Let'say I use for a single document
text="bla agao haa"
singleTFIDF = TfidfVectorizer(analyzer='char_wb', ngram_range=
(4,6),preprocessor=my_tokenizer, max_features=100).fit([text])
single=singleTFIDF.transform([text])
query = singleTFIDF.transform(["new coming document"])
If I understand correct, transform just uses the learned weights from fit. So, for the new document, query contains the weights for each feature within the document. It looks like [[0,,0,0.13,0.4,0]]
As I use n-grams, I would like to get the features too for this new document.
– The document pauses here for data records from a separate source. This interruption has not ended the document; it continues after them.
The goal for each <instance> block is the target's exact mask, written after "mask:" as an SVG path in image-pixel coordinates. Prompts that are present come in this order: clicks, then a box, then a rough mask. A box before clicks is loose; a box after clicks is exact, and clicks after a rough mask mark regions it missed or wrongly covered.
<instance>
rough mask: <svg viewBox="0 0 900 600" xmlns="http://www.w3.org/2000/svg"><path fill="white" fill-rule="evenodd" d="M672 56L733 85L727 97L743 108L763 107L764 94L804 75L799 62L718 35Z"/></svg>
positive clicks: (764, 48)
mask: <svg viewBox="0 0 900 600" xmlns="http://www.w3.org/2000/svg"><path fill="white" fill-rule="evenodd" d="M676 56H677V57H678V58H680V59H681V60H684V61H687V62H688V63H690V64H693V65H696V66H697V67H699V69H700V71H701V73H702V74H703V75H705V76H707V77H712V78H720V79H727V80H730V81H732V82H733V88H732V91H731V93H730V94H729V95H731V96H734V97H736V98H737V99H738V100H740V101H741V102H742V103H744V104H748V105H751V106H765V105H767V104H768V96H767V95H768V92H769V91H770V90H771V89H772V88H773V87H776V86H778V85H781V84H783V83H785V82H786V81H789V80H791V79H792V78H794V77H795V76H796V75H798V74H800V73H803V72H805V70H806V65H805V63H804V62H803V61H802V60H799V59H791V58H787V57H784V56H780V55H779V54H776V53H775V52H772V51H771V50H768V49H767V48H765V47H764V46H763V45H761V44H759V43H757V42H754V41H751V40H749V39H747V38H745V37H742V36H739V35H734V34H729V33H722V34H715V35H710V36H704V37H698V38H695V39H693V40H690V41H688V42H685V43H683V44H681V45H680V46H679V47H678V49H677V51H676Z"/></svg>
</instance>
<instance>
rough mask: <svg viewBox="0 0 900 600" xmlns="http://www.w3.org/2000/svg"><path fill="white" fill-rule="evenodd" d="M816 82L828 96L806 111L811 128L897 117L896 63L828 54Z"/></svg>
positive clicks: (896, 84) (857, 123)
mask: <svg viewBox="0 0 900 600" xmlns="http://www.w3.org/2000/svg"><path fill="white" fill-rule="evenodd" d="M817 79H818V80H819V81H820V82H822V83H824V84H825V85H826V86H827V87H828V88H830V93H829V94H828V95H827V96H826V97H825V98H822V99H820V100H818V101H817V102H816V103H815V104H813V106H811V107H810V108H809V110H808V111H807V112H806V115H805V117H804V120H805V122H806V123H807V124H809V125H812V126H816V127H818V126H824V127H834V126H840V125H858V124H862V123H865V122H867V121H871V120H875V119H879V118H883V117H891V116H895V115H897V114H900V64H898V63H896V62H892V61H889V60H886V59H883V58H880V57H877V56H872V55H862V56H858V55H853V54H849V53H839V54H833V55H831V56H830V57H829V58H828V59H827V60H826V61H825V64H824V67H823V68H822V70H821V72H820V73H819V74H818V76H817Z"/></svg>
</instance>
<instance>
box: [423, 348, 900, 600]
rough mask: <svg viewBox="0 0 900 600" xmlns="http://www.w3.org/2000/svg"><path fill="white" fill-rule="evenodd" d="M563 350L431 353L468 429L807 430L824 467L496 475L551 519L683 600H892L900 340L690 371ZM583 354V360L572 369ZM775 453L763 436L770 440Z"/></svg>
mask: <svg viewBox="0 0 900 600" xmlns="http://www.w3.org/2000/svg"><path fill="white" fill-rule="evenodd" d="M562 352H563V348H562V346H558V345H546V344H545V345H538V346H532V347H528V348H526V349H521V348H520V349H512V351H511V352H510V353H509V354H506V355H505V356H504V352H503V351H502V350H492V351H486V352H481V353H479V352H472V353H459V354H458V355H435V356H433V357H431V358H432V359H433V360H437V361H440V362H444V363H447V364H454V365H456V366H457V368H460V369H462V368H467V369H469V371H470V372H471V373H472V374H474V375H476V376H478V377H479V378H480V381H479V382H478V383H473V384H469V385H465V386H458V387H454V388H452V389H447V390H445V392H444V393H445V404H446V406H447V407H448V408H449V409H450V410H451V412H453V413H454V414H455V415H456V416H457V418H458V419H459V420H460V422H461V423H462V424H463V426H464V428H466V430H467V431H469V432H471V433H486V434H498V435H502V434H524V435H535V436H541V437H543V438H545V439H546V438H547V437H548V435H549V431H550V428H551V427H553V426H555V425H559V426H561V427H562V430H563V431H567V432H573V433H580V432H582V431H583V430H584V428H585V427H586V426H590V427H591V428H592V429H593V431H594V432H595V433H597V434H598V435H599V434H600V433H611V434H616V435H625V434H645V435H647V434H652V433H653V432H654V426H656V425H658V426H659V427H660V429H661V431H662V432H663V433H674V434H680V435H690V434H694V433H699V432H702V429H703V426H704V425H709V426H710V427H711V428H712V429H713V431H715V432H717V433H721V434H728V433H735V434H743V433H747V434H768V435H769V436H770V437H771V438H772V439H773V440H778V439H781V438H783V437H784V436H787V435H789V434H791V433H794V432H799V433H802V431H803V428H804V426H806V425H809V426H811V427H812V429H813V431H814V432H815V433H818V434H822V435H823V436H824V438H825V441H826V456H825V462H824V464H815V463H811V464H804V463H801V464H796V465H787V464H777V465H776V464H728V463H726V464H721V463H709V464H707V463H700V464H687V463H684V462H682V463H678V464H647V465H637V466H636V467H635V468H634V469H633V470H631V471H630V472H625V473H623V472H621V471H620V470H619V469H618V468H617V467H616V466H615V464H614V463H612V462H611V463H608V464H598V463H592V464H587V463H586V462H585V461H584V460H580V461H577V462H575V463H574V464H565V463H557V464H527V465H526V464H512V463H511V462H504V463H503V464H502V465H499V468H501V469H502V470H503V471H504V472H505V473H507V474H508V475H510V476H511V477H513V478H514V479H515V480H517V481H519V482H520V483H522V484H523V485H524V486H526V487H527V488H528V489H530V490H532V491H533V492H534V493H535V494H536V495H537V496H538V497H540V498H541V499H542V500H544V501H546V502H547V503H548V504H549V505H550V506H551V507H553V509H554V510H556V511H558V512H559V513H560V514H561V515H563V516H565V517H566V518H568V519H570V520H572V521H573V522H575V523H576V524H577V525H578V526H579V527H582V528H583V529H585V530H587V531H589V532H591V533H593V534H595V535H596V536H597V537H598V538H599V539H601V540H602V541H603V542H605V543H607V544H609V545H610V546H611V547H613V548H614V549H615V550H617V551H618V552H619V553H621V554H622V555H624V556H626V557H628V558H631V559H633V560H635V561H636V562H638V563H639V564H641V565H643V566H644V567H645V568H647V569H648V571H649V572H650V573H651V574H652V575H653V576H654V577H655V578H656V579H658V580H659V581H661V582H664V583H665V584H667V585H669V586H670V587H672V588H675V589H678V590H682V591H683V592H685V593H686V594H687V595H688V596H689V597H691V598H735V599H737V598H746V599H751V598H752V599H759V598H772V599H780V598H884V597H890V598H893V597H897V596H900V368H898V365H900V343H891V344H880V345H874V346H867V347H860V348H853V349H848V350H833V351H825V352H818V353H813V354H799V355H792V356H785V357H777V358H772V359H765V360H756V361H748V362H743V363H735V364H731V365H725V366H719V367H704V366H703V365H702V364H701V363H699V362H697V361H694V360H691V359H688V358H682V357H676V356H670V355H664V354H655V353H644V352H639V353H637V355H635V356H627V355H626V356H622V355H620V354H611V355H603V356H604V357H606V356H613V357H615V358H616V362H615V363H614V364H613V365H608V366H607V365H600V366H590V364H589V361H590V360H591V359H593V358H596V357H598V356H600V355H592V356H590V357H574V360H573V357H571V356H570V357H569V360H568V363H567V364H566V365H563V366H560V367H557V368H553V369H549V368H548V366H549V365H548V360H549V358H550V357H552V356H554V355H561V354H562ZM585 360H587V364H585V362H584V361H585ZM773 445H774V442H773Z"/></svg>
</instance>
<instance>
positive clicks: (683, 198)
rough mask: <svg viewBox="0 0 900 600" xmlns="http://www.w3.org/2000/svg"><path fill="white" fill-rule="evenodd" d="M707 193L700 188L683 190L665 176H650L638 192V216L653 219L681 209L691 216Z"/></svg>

So I know for the new document the weights to each feature in this document.
EDIT:
in my case I get for single and query the following array:
single
[[0.10721125 0.10721125 0.10721125 0.10721125 0.10721125 0.10721125
0.10721125 0.10721125 0.10721125 0.10721125 0.10721125 0.10721125
0.10721125 0.10721125 0.10721125 0.10721125 0.10721125 0.10721125
0.10721125 0.10721125 0.10721125 0.10721125 0.10721125 0.10721125
0.10721125 0.10721125 0.10721125 0.10721125 0.10721125 0.10721125
0.10721125 0.10721125 0.10721125 0.10721125 0.10721125 0.10721125
0.10721125 0.10721125 0.10721125 0.10721125 0.10721125 0.10721125
0.10721125 0.10721125 0.10721125 0.10721125 0.10721125 0.10721125
0.10721125 0.10721125 0.10721125 0.10721125 0.10721125 0.10721125
0.10721125 0.10721125 0.10721125 0.10721125 0.10721125 0.10721125
0.10721125 0.10721125 0.10721125 0.10721125 0.10721125 0.10721125
0.10721125 0.10721125 0.10721125 0.10721125 0.10721125 0.10721125
0.10721125 0.10721125 0.10721125 0.10721125 0.10721125 0.10721125
0.10721125 0.10721125 0.10721125 0.10721125 0.10721125 0.10721125
0.10721125 0.10721125 0.10721125]]
query
[[0. 0. 0. 0. 0. 0.
0. 0. 0. 0. 0. 0.
0.57735027 0.57735027 0. 0. 0. 0.
0. 0. 0. 0. 0. 0.
0. 0. 0. 0. 0. 0.
0. 0. 0. 0. 0. 0.
0. 0. 0. 0. 0. 0.
0. 0. 0. 0. 0. 0.
0. 0. 0. 0. 0. 0.
0. 0. 0. 0. 0. 0.
0. 0. 0. 0. 0. 0.
0. 0. 0. 0. 0. 0.
0. 0. 0. 0. 0. 0.
0. 0. 0. 0.57735027 0. 0.
0. 0. 0. ]]
But this is strange as from the learned corpus (single) all features have weights of 0.10721125. So how can a feature of the new document has a weight of 0.57735027?